8. Policy Interpretation
Three implications follow. First, countries with deep credit systems should be evaluated jointly on depth and stability, not depth alone. Second, shallow-credit countries require institutional and information-infrastructure reforms before credit expansion can be interpreted as productive transformation. Third, Bolivia's position suggests the need to distinguish credit volume from allocation quality; the reconstructed WDI panel cannot answer sectoral allocation questions without renewed regulator-level harmonization.
9. Limitations
The largest limitation is measurement. Annual WDI indicators are internationally comparable but less granular than the missing legacy country-regulator panels. Fixed effects reduce time-invariant country confounding, but unobserved time-varying reforms, crises, exchange-rate regimes and regulatory shifts remain outside the model. The results are therefore suitable for a doctoral portfolio and as a basis for future data work, not as final causal evidence.
10. Conclusion
The project now behaves like a research compendium: it reconstructs data transparently, asks interpretable questions, runs multiple empirical diagnostics, visualizes uncertainty and documents limitations. The next scientific frontier is to rebuild monthly regulator-level sectoral credit panels for the countries where official APIs or current statistical portals can support a harmonized update.
References
- Arcand, J.-L., Berkes, E. and Panizza, U. (2015). Too much finance? Journal of Economic Growth.

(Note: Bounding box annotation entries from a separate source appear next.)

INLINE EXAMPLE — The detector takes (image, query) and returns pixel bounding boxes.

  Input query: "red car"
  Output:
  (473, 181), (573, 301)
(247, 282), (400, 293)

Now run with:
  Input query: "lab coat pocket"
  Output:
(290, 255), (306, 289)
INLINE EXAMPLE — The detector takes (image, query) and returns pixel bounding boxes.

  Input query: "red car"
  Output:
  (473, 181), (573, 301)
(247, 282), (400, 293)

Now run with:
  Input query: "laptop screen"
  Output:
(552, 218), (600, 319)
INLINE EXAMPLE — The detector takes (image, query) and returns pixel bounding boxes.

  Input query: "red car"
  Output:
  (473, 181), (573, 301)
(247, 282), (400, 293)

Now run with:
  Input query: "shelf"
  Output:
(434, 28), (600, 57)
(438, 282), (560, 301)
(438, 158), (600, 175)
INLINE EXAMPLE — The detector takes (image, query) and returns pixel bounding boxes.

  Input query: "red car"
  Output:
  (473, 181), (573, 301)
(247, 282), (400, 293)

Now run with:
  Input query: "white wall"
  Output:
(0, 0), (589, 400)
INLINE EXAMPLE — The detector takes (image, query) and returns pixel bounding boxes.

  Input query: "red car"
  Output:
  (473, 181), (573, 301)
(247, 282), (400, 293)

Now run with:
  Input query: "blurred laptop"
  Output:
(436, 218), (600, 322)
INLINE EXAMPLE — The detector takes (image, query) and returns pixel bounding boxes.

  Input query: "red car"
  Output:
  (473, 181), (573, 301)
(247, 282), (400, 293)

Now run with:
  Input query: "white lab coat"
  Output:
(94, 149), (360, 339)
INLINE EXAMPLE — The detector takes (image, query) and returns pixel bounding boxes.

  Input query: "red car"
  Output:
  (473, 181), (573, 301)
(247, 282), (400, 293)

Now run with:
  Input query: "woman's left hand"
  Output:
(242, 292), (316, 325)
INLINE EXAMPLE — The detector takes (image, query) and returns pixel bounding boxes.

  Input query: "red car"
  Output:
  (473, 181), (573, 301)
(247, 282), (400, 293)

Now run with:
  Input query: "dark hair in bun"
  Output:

- Beck, T., Levine, R. and Loayza, N. (2000). Finance and the sources of growth. Journal of Financial Economics.
- King, R. G. and Levine, R. (1993). Finance and growth: Schumpeter might be right. Quarterly Journal of Economics.
- Levine, R. (2005). Finance and growth: theory and evidence. Handbook of Economic Growth.
- Rajan, R. G. and Zingales, L. (1998). Financial dependence and growth. American Economic Review.
- Svirydzenka, K. (2016). Introducing a new broad-based index of financial development. IMF Working Paper.